Rahul Gandhi slowly emerged out of the self-imposed cocoon in the year that went by but in the New Year which will see Lok Sabha elections will he have a bigger role.
This is a question that is hotly discussed in Congress circles and outside.
With the Congress buoyed over the poll victory in three states and being part of government in Jammu and Kashmir, Gandhi was hailed as the ‘third pole’ in Congress after Party President Sonia Gandhi and Prime Minister Manmohan Singh.
"The Congress is now on the threshold of 3-G technology; we have stood for third generation leaders who are progressive and dynamic and who can provide good governance," party spokesman Abhishek Singhvi says.
But the party appears in no hurry to pitchfork him to the front as one who may be taking over. Sonia Gandhi had answered the question on Independence Day that "certainly" Manmohan Singh will be the Prime Minister if the UPA comes back to power.

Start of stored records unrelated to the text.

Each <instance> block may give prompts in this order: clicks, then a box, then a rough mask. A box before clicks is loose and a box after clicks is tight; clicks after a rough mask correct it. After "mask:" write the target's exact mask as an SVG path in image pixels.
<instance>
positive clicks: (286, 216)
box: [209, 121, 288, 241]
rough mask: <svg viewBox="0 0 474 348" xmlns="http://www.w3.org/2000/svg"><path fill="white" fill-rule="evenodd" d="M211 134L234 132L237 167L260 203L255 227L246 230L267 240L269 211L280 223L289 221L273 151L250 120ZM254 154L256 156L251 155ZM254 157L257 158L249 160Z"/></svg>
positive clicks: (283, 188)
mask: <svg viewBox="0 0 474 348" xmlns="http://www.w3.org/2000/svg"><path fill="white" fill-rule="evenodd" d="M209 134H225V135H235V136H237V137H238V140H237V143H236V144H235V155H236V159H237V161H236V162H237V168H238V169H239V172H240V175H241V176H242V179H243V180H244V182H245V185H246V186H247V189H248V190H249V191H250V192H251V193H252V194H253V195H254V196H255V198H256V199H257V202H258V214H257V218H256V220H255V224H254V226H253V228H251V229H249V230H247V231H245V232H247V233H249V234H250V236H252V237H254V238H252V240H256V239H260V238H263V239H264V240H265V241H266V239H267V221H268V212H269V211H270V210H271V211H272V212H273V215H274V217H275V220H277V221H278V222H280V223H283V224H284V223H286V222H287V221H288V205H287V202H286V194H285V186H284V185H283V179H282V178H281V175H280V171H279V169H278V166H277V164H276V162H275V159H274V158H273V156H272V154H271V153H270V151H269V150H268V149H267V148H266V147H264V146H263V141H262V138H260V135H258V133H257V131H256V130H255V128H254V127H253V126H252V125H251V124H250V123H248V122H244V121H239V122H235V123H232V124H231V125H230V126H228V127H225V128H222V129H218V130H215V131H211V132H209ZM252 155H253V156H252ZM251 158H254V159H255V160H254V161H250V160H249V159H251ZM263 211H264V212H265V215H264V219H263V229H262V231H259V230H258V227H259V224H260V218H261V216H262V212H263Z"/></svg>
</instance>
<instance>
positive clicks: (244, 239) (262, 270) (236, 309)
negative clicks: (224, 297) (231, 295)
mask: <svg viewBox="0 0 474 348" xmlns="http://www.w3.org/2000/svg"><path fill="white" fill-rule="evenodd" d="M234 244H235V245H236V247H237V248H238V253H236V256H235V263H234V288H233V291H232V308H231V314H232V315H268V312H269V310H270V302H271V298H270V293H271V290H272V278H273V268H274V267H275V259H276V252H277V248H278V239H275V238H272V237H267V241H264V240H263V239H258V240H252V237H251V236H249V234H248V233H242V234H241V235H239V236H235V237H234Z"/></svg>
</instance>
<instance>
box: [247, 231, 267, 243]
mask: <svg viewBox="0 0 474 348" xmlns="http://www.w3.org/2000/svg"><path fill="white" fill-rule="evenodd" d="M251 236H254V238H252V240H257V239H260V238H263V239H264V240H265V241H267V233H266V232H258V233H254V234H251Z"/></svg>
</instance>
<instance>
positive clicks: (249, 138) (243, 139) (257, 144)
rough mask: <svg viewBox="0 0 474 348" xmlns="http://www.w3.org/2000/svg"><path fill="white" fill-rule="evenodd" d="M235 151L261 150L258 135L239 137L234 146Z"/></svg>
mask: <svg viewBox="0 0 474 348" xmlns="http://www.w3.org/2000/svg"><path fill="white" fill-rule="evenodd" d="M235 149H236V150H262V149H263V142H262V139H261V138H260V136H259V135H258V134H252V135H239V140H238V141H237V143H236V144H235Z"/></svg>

In fact, early 2008 saw the AICC not approving senior leader Arjun Singh's statement that there was no harm in projecting Rahul as the PM candidate. That time, party leaders had made it known that Manmohan Singh did not like the idea when he was occupying the prime ministerial chair.
Gandhi, who was inducted as the General Secretary of the AICC in September 2007 and made in-charge of the frontal organisations of NSUI and the IYC, took the opportunity head on.
Gandhi started the process of democratising the functioning of the NSUI and the IYC holding organizational elections for the NSUI in Uttarakhand and IYC in Punjab, to be replicated in these organisations in the rest of the country.